Model kemitraan dengan petani bisa dilakukan di satu sisi dan peningkatan produktifitas lahan dengan menggunakan teknologi di sisi lain.
Ketiga, karena masalah pangan kita sangat terkait dengan urusan musim dan momen, sehingga membutuhkan pengelolaan cadangan secara baik, maka TNI juga semestinya diberikan wewenang di ranah itu.
Artinya, urusan pengelolaan cadangan pangan yang diurus oleh Bulog harus juga berada di bawah koordinasi TNI.
Bulog semestinya berada di bawah institusi TNI, dalam konteks wewenang TNI dalam mewujudkan urusan kedaulatan pangan.
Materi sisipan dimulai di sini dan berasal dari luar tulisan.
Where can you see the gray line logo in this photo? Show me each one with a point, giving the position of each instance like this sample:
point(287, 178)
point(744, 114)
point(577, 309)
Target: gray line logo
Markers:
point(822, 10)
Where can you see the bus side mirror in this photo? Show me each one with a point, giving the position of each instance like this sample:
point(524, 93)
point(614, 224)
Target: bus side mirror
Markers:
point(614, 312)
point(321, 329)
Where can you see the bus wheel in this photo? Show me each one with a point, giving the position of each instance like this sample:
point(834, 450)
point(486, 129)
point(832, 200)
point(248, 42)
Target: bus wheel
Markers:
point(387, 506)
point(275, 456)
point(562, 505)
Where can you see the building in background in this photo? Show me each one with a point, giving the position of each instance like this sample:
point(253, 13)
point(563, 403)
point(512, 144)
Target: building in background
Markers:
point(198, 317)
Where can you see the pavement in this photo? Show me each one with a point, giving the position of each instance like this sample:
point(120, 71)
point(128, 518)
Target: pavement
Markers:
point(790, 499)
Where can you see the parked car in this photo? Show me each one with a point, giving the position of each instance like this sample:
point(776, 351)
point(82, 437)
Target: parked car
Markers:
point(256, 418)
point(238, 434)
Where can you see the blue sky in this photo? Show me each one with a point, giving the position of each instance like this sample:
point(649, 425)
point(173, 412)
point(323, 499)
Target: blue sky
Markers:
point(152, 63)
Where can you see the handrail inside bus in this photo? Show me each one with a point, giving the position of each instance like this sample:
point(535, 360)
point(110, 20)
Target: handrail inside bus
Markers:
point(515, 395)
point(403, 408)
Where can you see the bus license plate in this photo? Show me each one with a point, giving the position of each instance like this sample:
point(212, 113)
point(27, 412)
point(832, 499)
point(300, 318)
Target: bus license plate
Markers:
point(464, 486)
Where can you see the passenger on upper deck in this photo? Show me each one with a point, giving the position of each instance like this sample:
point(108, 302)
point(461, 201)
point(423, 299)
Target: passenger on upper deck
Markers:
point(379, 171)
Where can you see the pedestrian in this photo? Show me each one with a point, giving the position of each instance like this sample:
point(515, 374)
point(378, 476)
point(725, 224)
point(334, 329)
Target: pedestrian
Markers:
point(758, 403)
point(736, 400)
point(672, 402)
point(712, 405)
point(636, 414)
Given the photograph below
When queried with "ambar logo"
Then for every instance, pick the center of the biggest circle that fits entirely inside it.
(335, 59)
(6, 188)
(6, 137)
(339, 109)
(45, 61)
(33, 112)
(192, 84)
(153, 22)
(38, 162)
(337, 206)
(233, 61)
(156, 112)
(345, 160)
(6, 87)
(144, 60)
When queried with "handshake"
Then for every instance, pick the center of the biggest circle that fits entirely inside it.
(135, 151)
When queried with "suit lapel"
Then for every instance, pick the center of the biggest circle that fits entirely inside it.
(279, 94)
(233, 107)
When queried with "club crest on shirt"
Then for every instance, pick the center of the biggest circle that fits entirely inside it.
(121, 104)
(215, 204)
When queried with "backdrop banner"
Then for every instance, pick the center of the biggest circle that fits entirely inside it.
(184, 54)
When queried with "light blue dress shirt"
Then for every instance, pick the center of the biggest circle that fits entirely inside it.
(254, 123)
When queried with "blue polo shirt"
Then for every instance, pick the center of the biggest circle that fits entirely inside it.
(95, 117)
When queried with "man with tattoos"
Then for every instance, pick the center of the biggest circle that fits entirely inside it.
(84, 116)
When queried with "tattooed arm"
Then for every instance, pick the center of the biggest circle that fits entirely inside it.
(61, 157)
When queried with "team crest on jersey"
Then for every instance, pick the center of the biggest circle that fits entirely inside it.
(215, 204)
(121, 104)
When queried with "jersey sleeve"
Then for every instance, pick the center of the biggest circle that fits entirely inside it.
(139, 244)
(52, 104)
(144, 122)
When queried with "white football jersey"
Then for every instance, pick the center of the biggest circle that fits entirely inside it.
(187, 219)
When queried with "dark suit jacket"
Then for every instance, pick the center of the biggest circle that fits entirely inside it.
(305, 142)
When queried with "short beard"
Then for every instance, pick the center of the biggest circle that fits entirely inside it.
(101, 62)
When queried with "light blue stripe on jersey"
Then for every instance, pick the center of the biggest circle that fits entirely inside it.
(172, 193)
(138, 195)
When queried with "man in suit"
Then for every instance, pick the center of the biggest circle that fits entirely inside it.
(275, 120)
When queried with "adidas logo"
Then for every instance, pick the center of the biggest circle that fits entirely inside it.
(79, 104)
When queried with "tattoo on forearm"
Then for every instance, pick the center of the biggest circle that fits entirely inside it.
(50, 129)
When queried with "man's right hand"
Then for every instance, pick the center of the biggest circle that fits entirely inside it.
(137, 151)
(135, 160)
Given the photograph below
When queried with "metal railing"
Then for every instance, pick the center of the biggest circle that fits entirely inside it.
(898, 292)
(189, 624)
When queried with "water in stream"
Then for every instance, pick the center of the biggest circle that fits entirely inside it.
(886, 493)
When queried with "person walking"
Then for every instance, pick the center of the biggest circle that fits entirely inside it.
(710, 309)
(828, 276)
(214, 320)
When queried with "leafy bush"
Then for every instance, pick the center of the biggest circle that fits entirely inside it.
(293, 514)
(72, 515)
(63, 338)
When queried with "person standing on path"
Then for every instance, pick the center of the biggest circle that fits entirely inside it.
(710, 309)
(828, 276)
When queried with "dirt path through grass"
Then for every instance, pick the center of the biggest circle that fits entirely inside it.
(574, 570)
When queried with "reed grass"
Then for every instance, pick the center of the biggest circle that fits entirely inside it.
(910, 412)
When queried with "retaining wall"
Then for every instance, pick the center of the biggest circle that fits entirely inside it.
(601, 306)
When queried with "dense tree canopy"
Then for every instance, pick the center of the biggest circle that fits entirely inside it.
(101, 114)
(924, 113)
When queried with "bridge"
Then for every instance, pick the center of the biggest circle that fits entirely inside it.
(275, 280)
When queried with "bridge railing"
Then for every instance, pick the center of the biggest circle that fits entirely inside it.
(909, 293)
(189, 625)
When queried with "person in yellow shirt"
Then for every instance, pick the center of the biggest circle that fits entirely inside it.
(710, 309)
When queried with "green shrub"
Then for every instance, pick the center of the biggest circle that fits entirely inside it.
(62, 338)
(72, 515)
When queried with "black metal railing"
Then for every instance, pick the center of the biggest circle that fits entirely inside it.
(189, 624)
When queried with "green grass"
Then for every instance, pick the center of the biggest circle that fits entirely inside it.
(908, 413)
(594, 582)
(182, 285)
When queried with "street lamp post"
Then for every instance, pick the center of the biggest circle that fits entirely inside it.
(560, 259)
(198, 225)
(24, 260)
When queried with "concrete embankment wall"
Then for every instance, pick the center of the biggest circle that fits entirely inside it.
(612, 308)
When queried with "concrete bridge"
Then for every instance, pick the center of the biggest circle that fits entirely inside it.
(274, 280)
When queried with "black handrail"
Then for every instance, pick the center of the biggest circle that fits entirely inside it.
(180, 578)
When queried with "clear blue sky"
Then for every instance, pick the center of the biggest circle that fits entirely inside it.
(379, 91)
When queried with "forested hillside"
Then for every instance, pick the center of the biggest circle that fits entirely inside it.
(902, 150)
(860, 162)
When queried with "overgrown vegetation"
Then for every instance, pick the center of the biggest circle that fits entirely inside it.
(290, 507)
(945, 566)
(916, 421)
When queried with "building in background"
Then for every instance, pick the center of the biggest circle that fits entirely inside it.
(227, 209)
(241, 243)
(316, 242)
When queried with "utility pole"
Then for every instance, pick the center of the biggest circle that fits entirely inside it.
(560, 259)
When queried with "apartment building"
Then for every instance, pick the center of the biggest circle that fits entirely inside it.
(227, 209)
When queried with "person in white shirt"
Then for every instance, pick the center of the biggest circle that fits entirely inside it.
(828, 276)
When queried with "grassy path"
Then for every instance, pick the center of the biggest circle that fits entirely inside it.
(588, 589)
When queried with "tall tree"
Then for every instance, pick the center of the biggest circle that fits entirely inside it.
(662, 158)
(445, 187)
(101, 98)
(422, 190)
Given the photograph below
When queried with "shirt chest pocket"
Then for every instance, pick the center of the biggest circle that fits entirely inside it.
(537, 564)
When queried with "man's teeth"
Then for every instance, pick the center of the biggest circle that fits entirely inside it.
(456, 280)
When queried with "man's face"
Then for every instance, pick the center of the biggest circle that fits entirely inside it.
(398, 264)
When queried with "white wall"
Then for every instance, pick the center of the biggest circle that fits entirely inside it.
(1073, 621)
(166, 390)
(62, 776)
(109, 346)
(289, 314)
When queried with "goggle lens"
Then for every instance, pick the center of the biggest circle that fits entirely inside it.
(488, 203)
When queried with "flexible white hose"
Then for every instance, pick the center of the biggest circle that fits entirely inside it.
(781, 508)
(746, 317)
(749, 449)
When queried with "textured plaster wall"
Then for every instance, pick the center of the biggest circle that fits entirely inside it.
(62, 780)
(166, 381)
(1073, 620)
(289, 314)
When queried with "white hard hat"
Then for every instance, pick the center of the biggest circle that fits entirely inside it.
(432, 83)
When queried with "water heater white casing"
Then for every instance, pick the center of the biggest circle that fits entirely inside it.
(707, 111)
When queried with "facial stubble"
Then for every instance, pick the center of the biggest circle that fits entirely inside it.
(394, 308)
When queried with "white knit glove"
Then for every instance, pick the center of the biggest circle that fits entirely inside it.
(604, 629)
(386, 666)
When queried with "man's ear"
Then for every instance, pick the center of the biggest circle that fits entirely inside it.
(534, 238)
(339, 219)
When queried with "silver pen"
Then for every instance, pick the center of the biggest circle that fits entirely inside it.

Sehingga urusan peningkatan produksi, distribusi, dan pengelolaan cadangan berada di bawah satu atap yang terintegrasi.
Keempat, sebagaimana cerita saya di atas tentang sepak terjang Korem 162 Wira Bhakti NTB, proyek percontohan diperlukan untuk membuktikan konsep kedaulatan pangan berbasiskan kemitraan dan teknologi baru ini.
Untuk itu, NTB dan Korem 162 Wira Bhakti, dalam hemat saya, layak dijadikan
pilot project
untuk wilayah Indonesia Timur.
Saya meyakini, waktu setahun cukup untuk Korem 162 Wira Bhakti untuk membuktikan model yang telah mereka rumuskan tersebut.